Mumbai: A consumer court in Mumbai has fined a tutoring center 364,000 rupees for failing to provide promises to a twelfth grade student.

Oxford Tutors Academy at Lokhandwala Complex, Andheri, a suburb of the western Indian metropolis, offers in-home tutoring to students preparing for school final exams under various boards in the country.

Abhivyakti Verma, who was preparing for her HSC exams, had signed up for coaching in mathematics and chemistry in 2013. Oxford Tutors Academy, which claimed to have an experienced faculty, was supposed to send tutors to her home.

However, for a month it failed to provide a chemistry teacher. Besides, the mathematics tutor was from the Hindi medium and couldn’t teach the girl in English.

The student’s mother, Neena, an advocate, repeatedly asked the center for a chemistry tutor and it sent a teacher who taught in eighth grade under a different board, ndtv.com reported.

Neena again approached the center in November that year, which then sent a student of Indian Institute of Technology to help solve a question paper bank. However, even this student failed to help Abhivyakti out.

The girl, who had scored 83 percent in her secondary school exams, failed to get even 60 percent in Physics-Chemistry-Mathematics combine for merit-based admission into a Hyderabad-based college she had been eyeing.

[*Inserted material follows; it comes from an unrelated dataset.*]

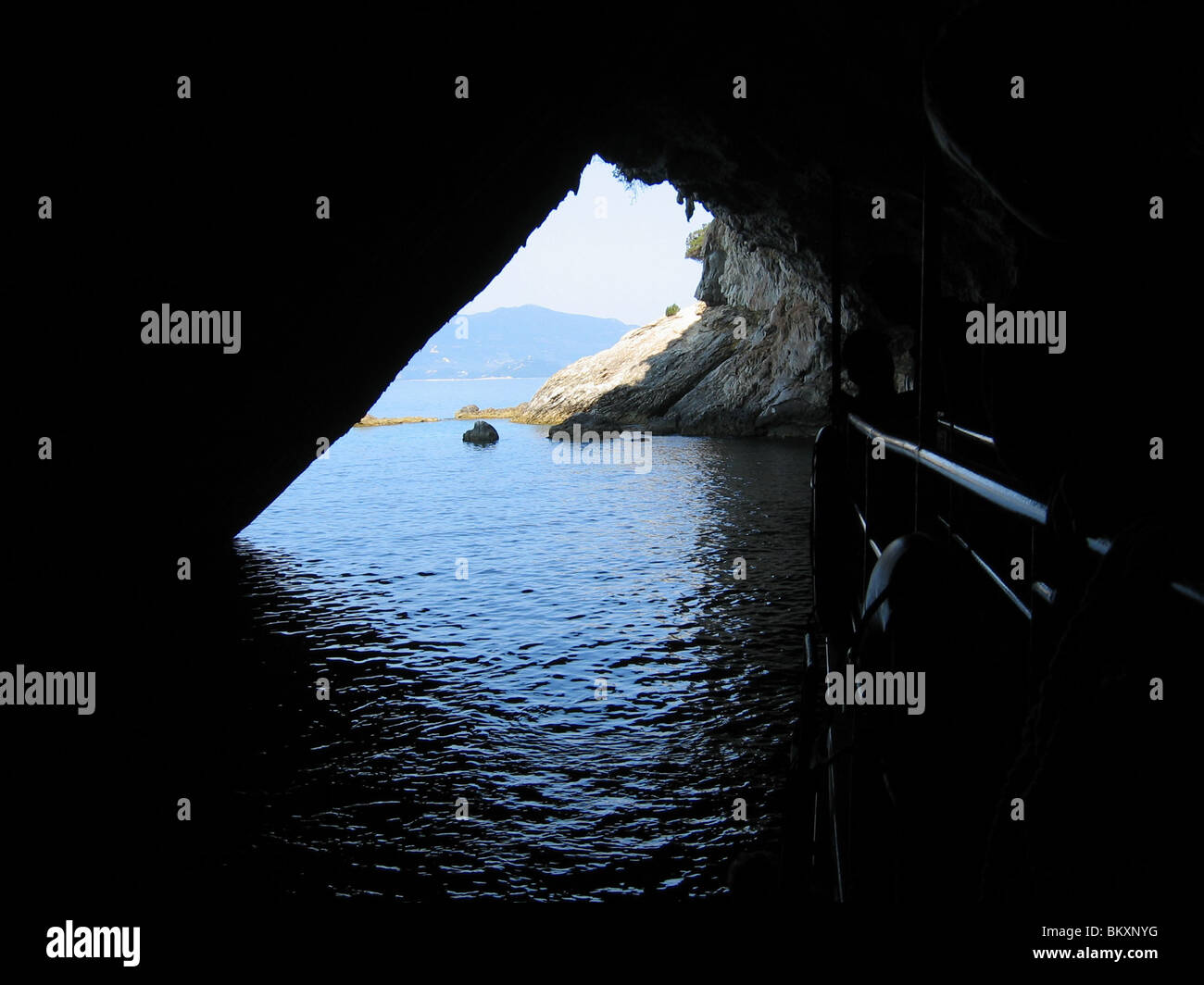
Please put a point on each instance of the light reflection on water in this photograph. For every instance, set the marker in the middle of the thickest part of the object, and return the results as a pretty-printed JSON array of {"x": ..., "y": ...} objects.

She was later given a seat in the college after talks with the management.

Abhivyakti told mid-day that she couldn’t complete her studies because of the inordinate delays caused by the tutoring center.

Her mother said the tutoring center had promised her lectures, revisions and paper solving, but kept none of those promises. “The teachers were incapable of teaching and because of having different tutors who had their own methods of teaching, my daughter was thoroughly confused and wasn’t prepared for the exams.”

Neena filed a case against the center in 2015 and represented herself in the court. The center did not reply to the court’s notice. While passing the judgment, the court said specialized coaching can help students perform better, but the tutoring center had failed to deliver its promises.

Diksha Verma, who argued for the coaching center, blamed the girl. “We have qualified teachers. The student was weak in studies. She joined the classes late and took tuitions from other centers as well, which is why she was confused.”

The lawyer also claimed his party had provided all services. “In fact, the deal was for 285 hours and we gave 350 hours of service. She is yet to pay us for the extra lectures. The teacher sent to her home used to complain regularly that the student was not doing her homework. There were other complaints as well.”

However, earlier in May, judges M Y Mankar and S R Sanap directed the center to refund 54,000 rupees they had collected as fees and pay the girl 300,000 rupees for causing her mental harassment. The judged also slapped 10,000 rupees as court expenses.